I use Rackspace for my Unix hosting and support.  They install Red Hat
Enterprise Linux 3 and 4 that both have beta versions of Mod_Perl
installed (ModPerl 1.99_16).  Are these not recommended for use on a
production server?

-----Original Message-----
From: Perrin Harkins [mailto:[EMAIL PROTECTED] 
Sent: Wednesday, September 14, 2005 9:46 AM
To: David Christensen
Cc: modperl@perl.apache.org
Subject: RE: *nix distro compatibility (was Re: survey)

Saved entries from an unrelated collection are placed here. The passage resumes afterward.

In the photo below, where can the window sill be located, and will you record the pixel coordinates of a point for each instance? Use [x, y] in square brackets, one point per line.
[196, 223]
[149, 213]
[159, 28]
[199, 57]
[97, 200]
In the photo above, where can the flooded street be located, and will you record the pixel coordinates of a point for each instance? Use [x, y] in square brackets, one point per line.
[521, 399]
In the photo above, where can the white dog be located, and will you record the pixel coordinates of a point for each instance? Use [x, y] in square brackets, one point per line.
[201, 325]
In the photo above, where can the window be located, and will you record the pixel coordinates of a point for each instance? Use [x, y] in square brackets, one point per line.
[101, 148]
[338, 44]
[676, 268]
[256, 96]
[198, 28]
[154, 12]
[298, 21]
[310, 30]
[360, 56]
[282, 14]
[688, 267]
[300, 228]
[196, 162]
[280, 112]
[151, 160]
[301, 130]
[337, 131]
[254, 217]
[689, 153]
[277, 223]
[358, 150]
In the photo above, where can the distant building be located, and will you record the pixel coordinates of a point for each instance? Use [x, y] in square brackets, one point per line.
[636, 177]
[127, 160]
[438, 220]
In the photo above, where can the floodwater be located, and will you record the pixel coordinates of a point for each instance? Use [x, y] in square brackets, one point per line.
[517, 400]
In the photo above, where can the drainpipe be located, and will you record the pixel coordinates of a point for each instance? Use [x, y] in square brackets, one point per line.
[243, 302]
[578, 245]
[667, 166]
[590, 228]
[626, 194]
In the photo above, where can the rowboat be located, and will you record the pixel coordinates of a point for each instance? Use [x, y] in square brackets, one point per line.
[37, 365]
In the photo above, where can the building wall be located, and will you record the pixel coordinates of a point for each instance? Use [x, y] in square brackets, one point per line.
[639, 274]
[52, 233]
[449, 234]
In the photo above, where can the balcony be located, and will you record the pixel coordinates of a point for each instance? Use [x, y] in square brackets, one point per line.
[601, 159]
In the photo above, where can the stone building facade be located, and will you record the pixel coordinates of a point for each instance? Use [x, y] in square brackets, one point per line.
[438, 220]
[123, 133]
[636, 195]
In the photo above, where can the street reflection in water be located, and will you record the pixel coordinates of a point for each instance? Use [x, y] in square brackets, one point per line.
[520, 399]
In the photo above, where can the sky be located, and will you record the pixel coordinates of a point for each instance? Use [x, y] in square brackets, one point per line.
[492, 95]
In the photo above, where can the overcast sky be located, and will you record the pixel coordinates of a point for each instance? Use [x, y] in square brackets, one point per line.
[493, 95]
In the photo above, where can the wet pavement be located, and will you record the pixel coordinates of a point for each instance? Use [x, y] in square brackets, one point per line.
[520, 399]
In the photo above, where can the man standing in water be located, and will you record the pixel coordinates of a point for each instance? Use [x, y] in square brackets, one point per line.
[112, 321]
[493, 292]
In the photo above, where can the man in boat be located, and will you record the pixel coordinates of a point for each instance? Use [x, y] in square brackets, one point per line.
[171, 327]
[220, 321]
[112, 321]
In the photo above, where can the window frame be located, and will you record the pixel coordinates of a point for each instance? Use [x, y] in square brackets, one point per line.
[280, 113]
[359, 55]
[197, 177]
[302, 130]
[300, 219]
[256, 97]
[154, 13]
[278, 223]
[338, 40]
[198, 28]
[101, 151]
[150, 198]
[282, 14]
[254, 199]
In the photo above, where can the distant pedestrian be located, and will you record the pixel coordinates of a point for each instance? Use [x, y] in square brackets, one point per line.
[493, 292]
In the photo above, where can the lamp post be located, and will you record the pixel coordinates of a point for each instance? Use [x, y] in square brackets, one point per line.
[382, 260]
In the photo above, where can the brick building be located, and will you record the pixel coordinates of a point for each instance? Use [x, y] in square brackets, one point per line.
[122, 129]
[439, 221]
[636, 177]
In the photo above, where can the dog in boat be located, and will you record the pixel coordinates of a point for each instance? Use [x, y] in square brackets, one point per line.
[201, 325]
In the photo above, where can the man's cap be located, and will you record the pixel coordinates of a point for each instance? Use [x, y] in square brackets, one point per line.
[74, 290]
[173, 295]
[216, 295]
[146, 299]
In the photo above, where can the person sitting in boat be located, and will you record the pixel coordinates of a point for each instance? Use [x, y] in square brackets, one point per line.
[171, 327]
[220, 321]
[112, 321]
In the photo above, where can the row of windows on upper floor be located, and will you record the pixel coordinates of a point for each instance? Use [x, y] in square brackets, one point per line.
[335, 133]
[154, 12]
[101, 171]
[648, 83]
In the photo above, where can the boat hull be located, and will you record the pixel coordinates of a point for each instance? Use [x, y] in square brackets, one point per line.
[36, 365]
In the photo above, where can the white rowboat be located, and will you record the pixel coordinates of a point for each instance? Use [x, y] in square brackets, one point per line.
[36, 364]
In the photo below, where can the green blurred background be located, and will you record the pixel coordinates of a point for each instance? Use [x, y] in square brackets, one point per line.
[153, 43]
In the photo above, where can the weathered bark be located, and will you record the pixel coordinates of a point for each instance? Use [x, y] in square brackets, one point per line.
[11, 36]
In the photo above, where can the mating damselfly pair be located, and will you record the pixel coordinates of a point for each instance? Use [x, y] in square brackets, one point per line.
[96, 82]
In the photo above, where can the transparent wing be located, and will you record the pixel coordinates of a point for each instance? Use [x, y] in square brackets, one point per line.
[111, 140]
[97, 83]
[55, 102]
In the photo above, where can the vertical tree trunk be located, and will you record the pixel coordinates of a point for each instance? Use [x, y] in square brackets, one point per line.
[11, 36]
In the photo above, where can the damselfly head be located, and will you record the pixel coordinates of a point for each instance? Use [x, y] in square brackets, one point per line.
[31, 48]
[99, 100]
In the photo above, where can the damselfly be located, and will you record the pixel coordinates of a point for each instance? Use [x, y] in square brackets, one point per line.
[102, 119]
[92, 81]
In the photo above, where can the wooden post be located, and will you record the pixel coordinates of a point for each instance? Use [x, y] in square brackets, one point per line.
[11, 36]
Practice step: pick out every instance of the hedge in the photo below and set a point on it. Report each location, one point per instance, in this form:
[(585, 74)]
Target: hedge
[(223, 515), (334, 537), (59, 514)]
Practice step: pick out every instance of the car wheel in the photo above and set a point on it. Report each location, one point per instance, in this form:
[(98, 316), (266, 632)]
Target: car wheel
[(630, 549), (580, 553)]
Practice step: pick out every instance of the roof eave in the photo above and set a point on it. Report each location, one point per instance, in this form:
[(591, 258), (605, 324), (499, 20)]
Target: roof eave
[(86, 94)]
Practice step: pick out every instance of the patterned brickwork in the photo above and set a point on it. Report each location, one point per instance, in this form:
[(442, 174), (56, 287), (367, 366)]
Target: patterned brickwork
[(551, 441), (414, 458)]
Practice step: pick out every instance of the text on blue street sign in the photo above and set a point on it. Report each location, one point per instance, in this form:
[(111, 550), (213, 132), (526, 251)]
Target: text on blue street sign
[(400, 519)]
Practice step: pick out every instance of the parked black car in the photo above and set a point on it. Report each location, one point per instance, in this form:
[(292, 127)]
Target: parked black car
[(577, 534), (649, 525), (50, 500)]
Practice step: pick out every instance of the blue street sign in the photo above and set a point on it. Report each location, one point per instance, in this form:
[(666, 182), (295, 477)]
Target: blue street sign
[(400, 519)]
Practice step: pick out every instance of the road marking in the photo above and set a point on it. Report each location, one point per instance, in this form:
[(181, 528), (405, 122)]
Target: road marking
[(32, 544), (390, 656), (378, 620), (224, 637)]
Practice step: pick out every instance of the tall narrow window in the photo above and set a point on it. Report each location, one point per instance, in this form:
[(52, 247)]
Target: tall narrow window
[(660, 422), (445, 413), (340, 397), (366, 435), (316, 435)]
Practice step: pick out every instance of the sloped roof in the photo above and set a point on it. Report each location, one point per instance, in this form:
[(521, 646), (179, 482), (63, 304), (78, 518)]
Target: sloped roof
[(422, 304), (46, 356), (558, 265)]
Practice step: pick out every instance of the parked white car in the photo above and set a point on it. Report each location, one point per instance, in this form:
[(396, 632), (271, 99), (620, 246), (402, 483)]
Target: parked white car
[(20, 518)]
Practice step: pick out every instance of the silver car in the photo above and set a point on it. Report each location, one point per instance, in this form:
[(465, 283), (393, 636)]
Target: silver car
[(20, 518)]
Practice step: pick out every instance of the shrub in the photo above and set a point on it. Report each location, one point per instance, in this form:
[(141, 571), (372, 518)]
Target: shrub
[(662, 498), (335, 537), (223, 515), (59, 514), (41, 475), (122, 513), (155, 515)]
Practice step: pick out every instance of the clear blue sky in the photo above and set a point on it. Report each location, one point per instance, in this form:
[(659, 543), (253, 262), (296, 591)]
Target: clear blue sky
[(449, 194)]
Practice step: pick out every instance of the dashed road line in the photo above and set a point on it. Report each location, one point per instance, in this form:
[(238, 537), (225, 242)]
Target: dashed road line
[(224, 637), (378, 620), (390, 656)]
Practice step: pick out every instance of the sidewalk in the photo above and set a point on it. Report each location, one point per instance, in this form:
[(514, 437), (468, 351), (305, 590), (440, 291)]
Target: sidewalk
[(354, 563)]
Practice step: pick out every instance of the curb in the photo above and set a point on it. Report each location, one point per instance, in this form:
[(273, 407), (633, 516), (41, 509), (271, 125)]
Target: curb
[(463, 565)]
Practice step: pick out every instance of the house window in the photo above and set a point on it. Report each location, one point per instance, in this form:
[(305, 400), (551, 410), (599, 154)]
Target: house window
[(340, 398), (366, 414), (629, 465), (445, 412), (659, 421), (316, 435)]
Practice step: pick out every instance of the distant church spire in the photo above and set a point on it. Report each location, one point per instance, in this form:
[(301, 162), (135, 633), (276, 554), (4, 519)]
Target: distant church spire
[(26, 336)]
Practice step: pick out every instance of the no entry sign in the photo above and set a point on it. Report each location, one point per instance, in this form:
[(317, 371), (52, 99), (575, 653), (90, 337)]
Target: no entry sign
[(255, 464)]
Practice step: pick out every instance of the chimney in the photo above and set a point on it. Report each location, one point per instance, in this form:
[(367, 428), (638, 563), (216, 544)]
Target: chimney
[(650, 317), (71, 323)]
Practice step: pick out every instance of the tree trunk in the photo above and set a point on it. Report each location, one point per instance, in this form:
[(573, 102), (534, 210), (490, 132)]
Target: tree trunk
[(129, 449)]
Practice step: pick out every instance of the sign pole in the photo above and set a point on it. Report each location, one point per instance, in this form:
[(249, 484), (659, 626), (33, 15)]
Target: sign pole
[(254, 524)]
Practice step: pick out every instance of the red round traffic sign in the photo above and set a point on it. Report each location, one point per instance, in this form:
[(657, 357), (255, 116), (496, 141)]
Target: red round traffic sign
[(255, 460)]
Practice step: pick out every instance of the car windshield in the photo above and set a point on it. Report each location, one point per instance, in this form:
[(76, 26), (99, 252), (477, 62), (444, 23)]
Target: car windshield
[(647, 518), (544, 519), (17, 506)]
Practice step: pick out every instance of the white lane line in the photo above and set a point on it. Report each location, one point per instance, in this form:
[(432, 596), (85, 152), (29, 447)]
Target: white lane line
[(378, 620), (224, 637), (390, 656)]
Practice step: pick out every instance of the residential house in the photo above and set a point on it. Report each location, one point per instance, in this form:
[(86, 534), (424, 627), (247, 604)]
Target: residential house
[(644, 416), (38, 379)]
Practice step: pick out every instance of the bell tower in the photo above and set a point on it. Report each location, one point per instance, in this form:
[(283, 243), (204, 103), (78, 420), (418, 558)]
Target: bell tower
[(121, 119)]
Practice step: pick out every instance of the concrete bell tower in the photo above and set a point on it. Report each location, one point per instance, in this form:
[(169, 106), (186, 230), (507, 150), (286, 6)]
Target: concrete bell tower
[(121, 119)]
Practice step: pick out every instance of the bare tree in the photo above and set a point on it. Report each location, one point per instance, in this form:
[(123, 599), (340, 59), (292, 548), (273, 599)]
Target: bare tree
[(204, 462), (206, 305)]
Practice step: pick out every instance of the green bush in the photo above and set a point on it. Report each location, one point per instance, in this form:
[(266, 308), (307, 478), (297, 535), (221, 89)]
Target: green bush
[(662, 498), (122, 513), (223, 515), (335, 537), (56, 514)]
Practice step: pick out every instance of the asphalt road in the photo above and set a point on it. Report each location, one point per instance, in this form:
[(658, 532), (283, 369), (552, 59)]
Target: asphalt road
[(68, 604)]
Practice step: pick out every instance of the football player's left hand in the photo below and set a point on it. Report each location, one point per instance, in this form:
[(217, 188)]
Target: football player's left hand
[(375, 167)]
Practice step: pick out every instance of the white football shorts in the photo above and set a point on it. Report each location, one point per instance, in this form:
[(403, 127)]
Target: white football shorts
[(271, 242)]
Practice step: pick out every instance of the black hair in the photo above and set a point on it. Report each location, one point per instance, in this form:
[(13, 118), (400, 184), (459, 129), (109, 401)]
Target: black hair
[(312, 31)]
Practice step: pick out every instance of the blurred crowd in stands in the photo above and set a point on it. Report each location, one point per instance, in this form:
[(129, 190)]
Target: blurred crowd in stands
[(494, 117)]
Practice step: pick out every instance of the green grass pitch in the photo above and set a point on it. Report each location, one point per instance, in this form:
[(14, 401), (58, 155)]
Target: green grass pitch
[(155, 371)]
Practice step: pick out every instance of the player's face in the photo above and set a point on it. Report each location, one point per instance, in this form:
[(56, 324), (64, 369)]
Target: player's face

On Tue, 2005-09-13 at 22:50 -0700, David Christensen wrote:
> If I understand it correctly, Catalyst can run under Perl/CGI, Apache/
mod_perl
> CGI emulation layers (Apache::Registry, FastCGI?, others?), Apache/
mod_perl,
> Apache2/ mod_perl2 CGI emulation layers (?), and Apache2/ mod_perl2.
It's a
> matter of choosing the right engine, or letting Catalyst make the
choice for
> you.  It looks very compelling.  But, I need to find a stable platform
first.

I don't think this changes your situation any.  CGI is not really fast
enough to use, so you still need mod_perl or FastCGI.  Because the
current crop of linux distros came out before mod_perl 2 but couldn't
use mod_perl 1 (since they are using apache 2), they have poor mod_perl
support in their packaging systems.  You can wait for the next round, or
build your own packages, or use an OS like FreeBSD which has a more up-
to-date package.  You can also try FastCGI or SpeedyCGI, but I don't
know what the situation is like with packages for them.

In my experience, supporting other people's apache builds is  hard, and
it's much simpler to give them a package that installs somewhere other
than /usr/local/apache and runs on a port other than 80.  Then they can
proxy to it from their crazy apache build and you don't have to make
your stuff work with someone else's out-of-date and broken stuff.